The Nairobi Summit on a Mine-Free World in November/December 2004 marks an important milestone in global efforts to alleviate the suffering caused by antipersonnel landmines. Mine-affected States Parties, through the Standing Committee on Victim Assistance and Socio-Economic Reintegration, have shown a greater willingness in the past few years to acknowledge their responsibilities and to make their needs known through the presentation of their plans, priorities, progress and problems in providing for the rehabilitation and reintegration of mine survivors. At least 22 mine-affected States are now taking, or have taken, steps to develop a plan of action to address the needs of mine survivors, or more generally to improve services for all persons with disabilities. Some donor States are also acknowledging their responsibilities to provide resources to assist mine-affected States in fulfilling their obligations. The draft Nairobi Action Plan for the period 2005-2009 gives hope to mine survivors that the promise implied by the Mine Ban Treaty for their “care and rehabilitation, and social and economic reintegration,” can be realized.
It is without doubt that many mine survivors have benefited from the increased attention given to the issue of victim assistance by States Parties since 1999. There is a greater understanding of the extent of the problem, and the knowledge that existing programs are far from meeting the needs. Progress has been made since 1999, but challenges remain to ensure that mine survivor assistance programs are adequate, appropriate and sustainable and that limited resources are used to most effectively match services with needs so that all mine survivors can benefit from the increased attention generated by the Mine Ban Treaty.
New Casualties in 2003-2004
The number of landmine survivors continues to grow as new casualties are reported in every region of the world. In 2003 and through September 2004, Landmine Monitor finds that there were new landmine/UXO casualties reported in 66 countries, one more than the number reported in Landmine Monitor Report 2003. Landmine Monitor also registered mine casualties in seven areas that it monitors because of a significant landmine problem. In calendar year 2003, new landmine casualties were recorded in 65 countries and all seven areas. In early 2004, new mine casualties were also recorded in Ecuador.

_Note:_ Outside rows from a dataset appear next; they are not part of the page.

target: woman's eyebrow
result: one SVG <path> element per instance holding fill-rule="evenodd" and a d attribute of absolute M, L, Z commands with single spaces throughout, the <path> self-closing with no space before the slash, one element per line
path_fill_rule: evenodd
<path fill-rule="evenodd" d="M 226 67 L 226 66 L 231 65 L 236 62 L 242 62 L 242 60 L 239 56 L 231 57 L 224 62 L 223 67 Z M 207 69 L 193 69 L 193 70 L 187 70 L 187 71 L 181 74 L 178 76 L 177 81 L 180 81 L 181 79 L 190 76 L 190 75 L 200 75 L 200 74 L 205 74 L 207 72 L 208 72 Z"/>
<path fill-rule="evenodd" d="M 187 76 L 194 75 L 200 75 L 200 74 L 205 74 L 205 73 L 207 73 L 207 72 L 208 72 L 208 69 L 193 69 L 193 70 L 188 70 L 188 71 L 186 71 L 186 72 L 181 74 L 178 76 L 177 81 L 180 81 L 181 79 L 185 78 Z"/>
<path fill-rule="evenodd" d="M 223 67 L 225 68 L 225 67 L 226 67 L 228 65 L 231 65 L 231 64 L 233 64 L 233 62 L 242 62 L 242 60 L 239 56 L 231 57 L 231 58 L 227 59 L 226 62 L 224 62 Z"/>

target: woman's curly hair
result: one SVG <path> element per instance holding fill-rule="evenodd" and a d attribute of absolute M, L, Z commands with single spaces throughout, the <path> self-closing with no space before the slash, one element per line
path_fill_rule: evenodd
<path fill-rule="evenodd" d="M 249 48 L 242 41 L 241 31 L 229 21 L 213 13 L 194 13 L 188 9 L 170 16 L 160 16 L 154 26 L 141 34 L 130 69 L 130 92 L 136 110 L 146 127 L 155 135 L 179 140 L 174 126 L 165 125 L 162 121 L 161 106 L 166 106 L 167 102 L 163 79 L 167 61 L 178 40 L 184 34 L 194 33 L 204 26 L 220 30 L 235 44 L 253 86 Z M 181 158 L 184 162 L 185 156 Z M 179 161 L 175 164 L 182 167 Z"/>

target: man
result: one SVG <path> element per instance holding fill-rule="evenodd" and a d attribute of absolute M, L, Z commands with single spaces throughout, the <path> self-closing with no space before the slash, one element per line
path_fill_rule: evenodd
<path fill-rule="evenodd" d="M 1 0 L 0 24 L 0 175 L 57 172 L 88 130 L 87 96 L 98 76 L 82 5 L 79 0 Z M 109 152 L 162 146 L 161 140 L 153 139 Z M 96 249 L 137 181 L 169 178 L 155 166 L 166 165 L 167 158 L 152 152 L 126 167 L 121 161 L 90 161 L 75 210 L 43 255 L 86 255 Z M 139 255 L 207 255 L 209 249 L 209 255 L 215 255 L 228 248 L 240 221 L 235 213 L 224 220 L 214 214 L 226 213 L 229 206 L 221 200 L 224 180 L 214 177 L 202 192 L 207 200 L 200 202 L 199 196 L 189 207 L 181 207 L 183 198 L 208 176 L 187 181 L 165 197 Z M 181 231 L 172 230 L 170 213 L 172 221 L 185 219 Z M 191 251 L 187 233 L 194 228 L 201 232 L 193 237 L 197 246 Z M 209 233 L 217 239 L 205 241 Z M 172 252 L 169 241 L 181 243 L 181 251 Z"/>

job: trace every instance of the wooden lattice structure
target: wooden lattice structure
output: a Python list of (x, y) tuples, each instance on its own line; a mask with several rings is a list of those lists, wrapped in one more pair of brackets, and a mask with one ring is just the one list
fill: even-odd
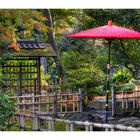
[(17, 95), (41, 94), (41, 57), (54, 57), (49, 44), (37, 40), (17, 41), (20, 52), (1, 64), (4, 86)]

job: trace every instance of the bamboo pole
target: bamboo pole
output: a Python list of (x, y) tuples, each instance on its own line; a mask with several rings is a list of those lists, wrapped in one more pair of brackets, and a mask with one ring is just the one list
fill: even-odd
[(34, 116), (33, 117), (33, 126), (32, 129), (37, 131), (38, 130), (38, 117)]
[(25, 128), (25, 116), (19, 115), (19, 125), (20, 125), (20, 131), (24, 131)]

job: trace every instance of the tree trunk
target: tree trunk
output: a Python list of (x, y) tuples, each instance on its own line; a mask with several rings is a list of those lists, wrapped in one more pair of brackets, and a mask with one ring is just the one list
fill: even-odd
[(49, 9), (44, 9), (43, 13), (47, 18), (46, 25), (50, 28), (50, 30), (48, 32), (48, 43), (51, 44), (52, 48), (54, 49), (54, 51), (56, 53), (56, 57), (54, 57), (54, 61), (57, 66), (58, 75), (63, 80), (64, 79), (64, 70), (63, 70), (63, 67), (61, 64), (59, 50), (57, 48), (57, 45), (56, 45), (56, 42), (54, 39), (53, 21), (52, 21), (51, 11)]

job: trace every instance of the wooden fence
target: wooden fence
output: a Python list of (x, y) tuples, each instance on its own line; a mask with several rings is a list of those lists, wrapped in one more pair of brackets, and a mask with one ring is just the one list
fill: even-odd
[(82, 90), (79, 93), (49, 93), (44, 95), (12, 96), (16, 100), (17, 113), (56, 115), (82, 112)]
[(122, 111), (140, 109), (140, 90), (115, 92), (116, 107), (120, 105)]
[[(75, 131), (77, 127), (82, 128), (84, 131), (94, 131), (99, 128), (100, 131), (140, 131), (140, 128), (131, 126), (113, 125), (113, 124), (100, 124), (92, 122), (71, 121), (46, 116), (35, 116), (16, 114), (19, 121), (15, 122), (20, 131), (56, 131), (56, 124), (63, 123), (65, 131)], [(27, 123), (30, 121), (30, 125)]]

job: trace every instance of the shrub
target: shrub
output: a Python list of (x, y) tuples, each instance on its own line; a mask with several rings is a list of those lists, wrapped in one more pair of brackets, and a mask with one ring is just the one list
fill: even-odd
[(9, 127), (9, 122), (15, 113), (15, 101), (8, 98), (9, 91), (0, 90), (0, 131)]

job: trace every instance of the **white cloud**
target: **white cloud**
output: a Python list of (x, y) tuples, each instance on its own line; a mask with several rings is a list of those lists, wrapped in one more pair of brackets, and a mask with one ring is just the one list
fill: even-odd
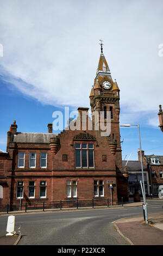
[(127, 108), (122, 120), (152, 112), (147, 123), (154, 125), (163, 103), (162, 1), (2, 0), (1, 5), (6, 81), (44, 103), (89, 106), (103, 39), (121, 107)]

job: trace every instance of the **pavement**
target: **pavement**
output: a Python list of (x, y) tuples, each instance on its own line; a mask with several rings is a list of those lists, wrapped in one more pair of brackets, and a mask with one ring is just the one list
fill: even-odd
[[(124, 204), (123, 207), (140, 206), (143, 203), (129, 202)], [(154, 204), (156, 203), (156, 200)], [(148, 214), (148, 224), (141, 214), (118, 219), (114, 222), (114, 227), (129, 245), (163, 245), (163, 208), (162, 212)], [(21, 237), (21, 234), (0, 236), (0, 245), (17, 245)]]

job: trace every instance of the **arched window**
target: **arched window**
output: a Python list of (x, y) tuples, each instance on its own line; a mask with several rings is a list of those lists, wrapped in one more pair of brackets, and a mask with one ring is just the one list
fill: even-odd
[(3, 198), (2, 186), (0, 186), (0, 198)]
[(107, 111), (106, 111), (106, 107), (104, 107), (104, 119), (106, 119), (106, 114), (107, 114)]
[(113, 112), (112, 112), (112, 107), (110, 107), (110, 111), (111, 112), (111, 119), (113, 119)]

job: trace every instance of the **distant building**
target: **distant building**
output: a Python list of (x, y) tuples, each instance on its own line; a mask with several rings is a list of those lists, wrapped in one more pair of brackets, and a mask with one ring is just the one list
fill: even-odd
[[(123, 161), (123, 167), (125, 167), (127, 161)], [(140, 180), (142, 180), (141, 162), (139, 161), (128, 161), (126, 166), (128, 173), (128, 190), (129, 197), (133, 197), (135, 190), (138, 190), (140, 196), (142, 196)], [(143, 164), (144, 182), (146, 194), (150, 196), (150, 181), (146, 164)]]
[[(82, 93), (79, 92), (79, 97)], [(72, 199), (128, 199), (128, 174), (122, 168), (120, 134), (120, 89), (112, 81), (102, 52), (90, 95), (92, 130), (64, 130), (53, 133), (17, 131), (16, 121), (7, 132), (7, 153), (0, 154), (0, 204), (18, 205), (20, 199), (30, 205)], [(79, 107), (79, 117), (88, 108)], [(102, 136), (95, 129), (93, 112), (111, 113), (111, 134)]]
[[(142, 150), (142, 161), (146, 166), (149, 175), (151, 193), (158, 196), (163, 189), (163, 156), (145, 155)], [(140, 161), (140, 151), (138, 151), (139, 160)]]

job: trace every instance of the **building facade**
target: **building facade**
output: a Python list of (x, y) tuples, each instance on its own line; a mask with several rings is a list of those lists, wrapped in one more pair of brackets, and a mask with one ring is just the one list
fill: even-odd
[[(135, 192), (138, 190), (140, 196), (142, 197), (140, 181), (142, 181), (141, 164), (140, 161), (123, 161), (123, 168), (126, 167), (128, 174), (128, 191), (129, 196), (134, 197)], [(127, 164), (127, 165), (126, 165)], [(144, 182), (146, 195), (151, 195), (150, 177), (149, 177), (148, 170), (146, 164), (143, 163), (144, 173)]]
[[(154, 155), (145, 155), (142, 150), (142, 161), (147, 168), (149, 186), (150, 194), (158, 196), (159, 192), (163, 192), (163, 156)], [(138, 151), (138, 158), (140, 161), (140, 152)]]
[[(67, 126), (59, 134), (53, 133), (53, 124), (48, 124), (47, 133), (18, 132), (14, 121), (7, 132), (7, 153), (0, 154), (1, 204), (18, 204), (20, 199), (29, 205), (111, 197), (115, 204), (118, 198), (128, 200), (120, 141), (120, 89), (102, 48), (90, 100), (92, 129), (89, 108), (83, 107), (78, 109), (79, 130)], [(106, 125), (108, 112), (111, 133), (102, 136), (101, 124)], [(74, 126), (77, 121), (78, 118)]]

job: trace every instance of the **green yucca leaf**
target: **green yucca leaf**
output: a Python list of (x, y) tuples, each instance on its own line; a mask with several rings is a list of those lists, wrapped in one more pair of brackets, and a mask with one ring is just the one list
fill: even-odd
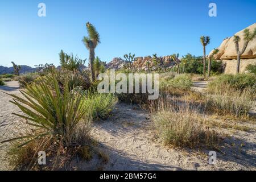
[(61, 91), (57, 75), (52, 75), (53, 85), (40, 78), (36, 84), (27, 85), (25, 90), (20, 90), (22, 98), (6, 93), (13, 97), (10, 102), (19, 107), (24, 114), (13, 114), (30, 121), (27, 123), (40, 132), (2, 142), (28, 139), (19, 146), (22, 147), (40, 137), (58, 134), (64, 136), (64, 144), (69, 144), (69, 137), (75, 134), (77, 125), (83, 118), (87, 107), (81, 106), (84, 105), (84, 96), (80, 92), (70, 92), (67, 80), (63, 85), (64, 90)]

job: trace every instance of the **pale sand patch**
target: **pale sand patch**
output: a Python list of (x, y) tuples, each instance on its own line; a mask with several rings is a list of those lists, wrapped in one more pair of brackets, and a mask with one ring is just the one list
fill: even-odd
[[(210, 165), (209, 150), (196, 152), (164, 147), (152, 129), (150, 115), (137, 106), (118, 104), (113, 115), (97, 123), (92, 135), (108, 151), (105, 170), (241, 170), (256, 169), (253, 132), (235, 131)], [(255, 125), (254, 125), (255, 127)], [(255, 128), (254, 128), (255, 129)], [(226, 131), (225, 133), (233, 132)], [(233, 143), (236, 146), (233, 146)], [(240, 147), (240, 144), (245, 146)]]
[[(20, 119), (11, 113), (20, 112), (9, 102), (11, 97), (2, 91), (19, 94), (16, 81), (0, 87), (0, 139), (6, 138)], [(216, 165), (208, 163), (209, 150), (196, 152), (163, 146), (152, 127), (148, 113), (137, 106), (119, 103), (113, 115), (108, 119), (95, 122), (92, 135), (100, 143), (100, 148), (109, 154), (110, 159), (102, 166), (105, 170), (255, 170), (256, 136), (255, 130), (246, 132), (224, 130), (232, 137), (225, 139), (217, 152)], [(250, 124), (254, 128), (255, 123)], [(16, 132), (17, 131), (14, 131)], [(242, 147), (241, 147), (242, 146)], [(0, 170), (11, 168), (8, 165), (5, 150), (7, 144), (0, 146)], [(74, 168), (97, 169), (99, 160), (93, 159)]]

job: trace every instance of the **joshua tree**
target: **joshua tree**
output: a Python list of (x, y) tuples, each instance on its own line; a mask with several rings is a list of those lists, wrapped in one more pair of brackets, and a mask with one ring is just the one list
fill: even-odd
[(212, 66), (212, 58), (213, 57), (214, 55), (215, 55), (216, 53), (218, 52), (218, 49), (214, 49), (213, 51), (213, 52), (208, 56), (208, 74), (207, 77), (209, 78), (210, 76), (210, 68)]
[(175, 62), (176, 64), (177, 64), (177, 67), (178, 68), (178, 74), (180, 74), (180, 64), (179, 64), (179, 53), (177, 54), (173, 54), (171, 56), (171, 57), (172, 59), (172, 60)]
[(100, 72), (101, 71), (101, 67), (102, 65), (100, 59), (97, 56), (93, 63), (93, 70), (95, 71), (96, 78), (98, 77)]
[(19, 71), (20, 70), (20, 65), (18, 65), (16, 64), (15, 64), (13, 61), (11, 62), (11, 64), (13, 64), (13, 69), (14, 69), (14, 72), (17, 76), (19, 75)]
[(240, 59), (241, 56), (245, 52), (247, 46), (250, 41), (254, 39), (256, 36), (256, 28), (254, 29), (253, 32), (250, 32), (248, 28), (245, 29), (243, 31), (243, 40), (245, 43), (243, 44), (243, 48), (242, 51), (239, 51), (239, 42), (241, 38), (238, 35), (234, 35), (234, 42), (236, 47), (236, 51), (237, 54), (237, 73), (239, 73), (240, 69)]
[(147, 73), (149, 73), (150, 72), (150, 63), (149, 60), (147, 60), (146, 64), (147, 67)]
[(82, 42), (89, 51), (89, 61), (90, 64), (90, 73), (92, 74), (92, 81), (95, 81), (95, 75), (93, 74), (93, 61), (95, 59), (94, 49), (98, 44), (100, 43), (100, 34), (96, 30), (95, 27), (90, 22), (86, 23), (87, 32), (88, 36), (84, 36), (82, 39)]
[(166, 70), (166, 63), (165, 63), (164, 58), (163, 57), (158, 57), (156, 53), (154, 54), (153, 62), (155, 64), (159, 64), (161, 67), (163, 67), (166, 72), (167, 72), (167, 71)]
[(125, 57), (125, 59), (126, 60), (126, 61), (127, 61), (129, 63), (129, 64), (130, 69), (131, 72), (132, 71), (131, 64), (135, 60), (134, 57), (135, 57), (135, 54), (131, 55), (131, 53), (130, 52), (129, 53), (129, 55), (127, 54), (125, 54), (125, 55), (123, 55), (123, 57)]
[(201, 43), (202, 44), (204, 50), (204, 77), (205, 78), (205, 47), (210, 43), (210, 37), (209, 36), (200, 37)]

New Landmine Casualties January 2003-September 2004
Bosnia & Herzegovina
Serbia & Montenegro
Bold: States not Party to the Mine Ban Treaty
Compared to last year’s Landmine Monitor Report, there are four new countries with reported casualties from mine-related incidents: Armenia, Bolivia, Cyprus, and Liberia. There are three countries that had reported landmine casualties previously, but not since the end of 2002: Belarus, Democratic People’s Republic of Korea, and Tunisia. Between 1999 and 2001, new landmine casualties were also reported in Bangladesh, Cuba, Djibouti, Israel, Morocco, and Tanzania, making a total of 75 countries reporting new landmine casualties since 1999. No tangible evidence has been found of new mine casualties in Libya since 1999; however, given the high numbers of mine casualties reported in the past it is highly likely that there have been new mine casualties in the past five years.
Since 1999, Landmine Monitor has also identified another 25 countries with no new landmine casualties, but with casualties caused by unexploded ordnance (UXO) left over from earlier conflicts. This includes 14 countries with new casualties in 2003-2004: Austria, Bangladesh, Belarus, Republic of Congo, Estonia, Germany, Hungary, Italy, Lithuania, Panamá, Poland, Slovenia, Timor Leste, and Venezuela. Other countries reporting UXO casualties since 1999 are Argentina, Belgium, Czech Republic, El Salvador, Guatemala, Latvia, Mongolia, Nigeria, Oman, Sierra Leone, and Slovakia.
Scale of the Problem
Progress has been made since the Mine Ban Treaty entered into force. In 1999, it was estimated that landmines claimed 26,000 new casualties every year. The number of reported new mine casualties has dropped significantly in some heavily mine-affected countries. While acknowledging that it is not possible to know with absolute certainty, it is now likely that there are between 15,000 and 20,000 new landmine casualties each year. Nevertheless, landmines continue to claim too many new casualties in too many countries. Based on the information gathered for Landmine Monitor Report 2004, it is clear that:
- Landmines continue to pose a significant, lasting and non-discriminatory threat;
- Civilians account for the vast majority of new landmine casualties, since less than 14 percent of reported casualties in 2004 were identified as military personnel;
- Not only mine-affected countries have a problem with landmines; nationals from 26 countries (including 11 mine-free countries) were killed or injured by landmines while outside their own borders in 2003-2004. Since 1999, nationals from a total of 53 countries (including 25 mine-free countries) were affected.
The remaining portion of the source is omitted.